Open-access The best of both worlds: Phylogenetic eigenvector regression and mapping

Abstract

Eigenfunction analyses have been widely used to model patterns of autocorrelation in time, space and phylogeny. In a phylogenetic context, Diniz-Filho et al. (1998) proposed what they called Phylogenetic Eigenvector Regression (PVR), in which pairwise phylogenetic distances among species are submitted to a Principal Coordinate Analysis, and eigenvectors are then used as explanatory variables in regression, correlation or ANOVAs. More recently, a new approach called Phylogenetic Eigenvector Mapping (PEM) was proposed, with the main advantage of explicitly incorporating a model-based warping in phylogenetic distance in which an Ornstein-Uhlenbeck (O-U) process is fitted to data before eigenvector extraction. Here we compared PVR and PEM in respect to estimated phylogenetic signal, correlated evolution under alternative evolutionary models and phylogenetic imputation, using simulated data. Despite similarity between the two approaches, PEM has a slightly higher prediction ability and is more general than the original PVR. Even so, in a conceptual sense, PEM may provide a technique in the best of both worlds, combining the flexibility of data-driven and empirical eigenfunction analyses and the sounding insights provided by evolutionary models well known in comparative analyses.

evolutionary models; phylogenetic comparative methods; phylogenetic imputation; phylogenetic signal


Eigenfunction analyses have been widely used to model patterns of autocorrelation in time, space and phylogeny (Peres-Neto, 2006; Dray et al., 2006; Kuhn et al., 2009; Safi and Pettorelli, 2010; Peres-Neto and Legendre, 2010; Peres-Neto et al., 2012). In general, these analyses start with a Principal Coordinate Analysis (PCoA; see Legendre and Legendre, 2012) of pairwise distance or connectivity matrices between observations (e.g., species in the case of phylogenetic analysis). After, selected eigenvectors from PCoA are used to detect the magnitude of (temporal, spatial or phylogenetic) patterns in data, both in univariate and multivariate domains. In a phylogenetic context, Diniz-Filho et al. (1998) proposed what they called Phylogenetic Eigenvector Regression (PVR), in which eigenvectors are used as explanatory variables in a multiple regression to model trait evolution. The coefficient of determination (R2) of PVR was interpreted as the amount of phylogenetic signal (see Diniz-Filho et al., 2012a,b,c; Münkemüller et al., 2012). The method was later expanded to estimate a phylogenetically corrected correlation and variance partitioning modeling (Martins et al., 2002; Desdevises et al., 2003).

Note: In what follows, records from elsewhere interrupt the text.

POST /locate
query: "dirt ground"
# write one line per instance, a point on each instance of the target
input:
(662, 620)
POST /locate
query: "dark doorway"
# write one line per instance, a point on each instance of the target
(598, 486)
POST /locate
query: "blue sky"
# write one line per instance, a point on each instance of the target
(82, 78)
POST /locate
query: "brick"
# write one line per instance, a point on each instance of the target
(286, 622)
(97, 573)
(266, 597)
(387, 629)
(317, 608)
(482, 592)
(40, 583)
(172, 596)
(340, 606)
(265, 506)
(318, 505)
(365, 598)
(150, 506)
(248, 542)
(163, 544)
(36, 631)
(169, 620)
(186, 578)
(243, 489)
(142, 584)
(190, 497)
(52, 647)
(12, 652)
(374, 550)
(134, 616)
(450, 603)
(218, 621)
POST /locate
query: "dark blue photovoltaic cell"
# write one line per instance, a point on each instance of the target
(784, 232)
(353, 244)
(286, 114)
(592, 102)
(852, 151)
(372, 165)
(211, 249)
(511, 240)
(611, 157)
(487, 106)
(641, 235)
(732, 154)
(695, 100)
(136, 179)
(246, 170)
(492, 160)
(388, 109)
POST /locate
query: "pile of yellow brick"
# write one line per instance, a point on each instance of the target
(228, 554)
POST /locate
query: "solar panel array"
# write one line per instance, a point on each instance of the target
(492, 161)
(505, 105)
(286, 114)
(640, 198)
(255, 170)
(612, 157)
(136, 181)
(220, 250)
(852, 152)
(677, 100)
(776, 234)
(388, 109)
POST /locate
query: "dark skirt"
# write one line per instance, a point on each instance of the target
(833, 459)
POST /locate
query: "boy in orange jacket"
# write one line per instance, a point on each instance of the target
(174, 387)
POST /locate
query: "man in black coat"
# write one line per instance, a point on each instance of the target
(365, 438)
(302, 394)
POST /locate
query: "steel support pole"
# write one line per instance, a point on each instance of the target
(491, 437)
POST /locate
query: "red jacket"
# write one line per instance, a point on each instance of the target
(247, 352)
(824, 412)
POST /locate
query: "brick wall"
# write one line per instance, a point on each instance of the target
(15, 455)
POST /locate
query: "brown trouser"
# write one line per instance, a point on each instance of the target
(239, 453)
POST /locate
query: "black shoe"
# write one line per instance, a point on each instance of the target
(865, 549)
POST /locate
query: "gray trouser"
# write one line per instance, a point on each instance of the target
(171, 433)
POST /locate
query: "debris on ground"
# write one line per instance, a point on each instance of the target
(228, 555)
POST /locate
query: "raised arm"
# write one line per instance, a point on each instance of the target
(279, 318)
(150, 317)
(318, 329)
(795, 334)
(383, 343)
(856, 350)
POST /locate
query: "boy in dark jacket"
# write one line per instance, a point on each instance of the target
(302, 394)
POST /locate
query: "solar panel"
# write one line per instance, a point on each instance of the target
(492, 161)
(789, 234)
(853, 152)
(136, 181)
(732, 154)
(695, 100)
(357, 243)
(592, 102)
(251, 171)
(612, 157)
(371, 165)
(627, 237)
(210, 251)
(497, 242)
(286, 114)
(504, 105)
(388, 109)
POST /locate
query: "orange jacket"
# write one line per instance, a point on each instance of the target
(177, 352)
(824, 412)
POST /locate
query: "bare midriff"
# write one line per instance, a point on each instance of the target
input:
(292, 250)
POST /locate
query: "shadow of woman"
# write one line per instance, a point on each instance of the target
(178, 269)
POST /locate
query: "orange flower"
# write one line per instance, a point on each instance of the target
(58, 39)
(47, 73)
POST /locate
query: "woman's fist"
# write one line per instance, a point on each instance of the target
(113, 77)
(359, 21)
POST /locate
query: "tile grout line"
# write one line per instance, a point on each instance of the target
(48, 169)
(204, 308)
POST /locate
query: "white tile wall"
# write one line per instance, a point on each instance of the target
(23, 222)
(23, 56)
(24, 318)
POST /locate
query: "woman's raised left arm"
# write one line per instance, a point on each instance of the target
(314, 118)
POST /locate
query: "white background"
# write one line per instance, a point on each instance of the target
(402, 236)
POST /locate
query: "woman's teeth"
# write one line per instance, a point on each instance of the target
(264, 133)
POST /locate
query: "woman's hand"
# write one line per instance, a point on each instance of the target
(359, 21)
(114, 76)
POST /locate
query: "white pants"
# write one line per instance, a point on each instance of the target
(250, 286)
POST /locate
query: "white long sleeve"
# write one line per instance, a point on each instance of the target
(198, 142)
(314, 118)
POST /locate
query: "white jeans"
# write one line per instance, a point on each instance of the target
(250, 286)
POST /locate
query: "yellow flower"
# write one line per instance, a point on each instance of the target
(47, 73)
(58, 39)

However, PVR was criticized by Rohlf (2001), who showed that if not all phylogenetic eigenvectors are used to model the trait, then there would be a missing part of the phylogeny in the model and, as a consequence, the estimated phylogenetic signal for a trait evolving under Brownian motion would be underestimated. Also, correlation between traits, after accounting for phylogenetic relationships given by the eigenvectors, would be biased and possess and inflated Type I error rates (as shown by Martins et al., 2002). More recently, Freckleton et al. (2011; see also Martins et al., 2002; Laurin, 2010) also criticized the statistical performance of PVR and favored the Phylogenetic Generalized Least-Squares (PGLS) because this last one is formally based on evolutionary models (e.g. Brownian motion, Ornstein-Uhlenbeck (O-U)), whereas PVR is a purely statistical, data-driven approach.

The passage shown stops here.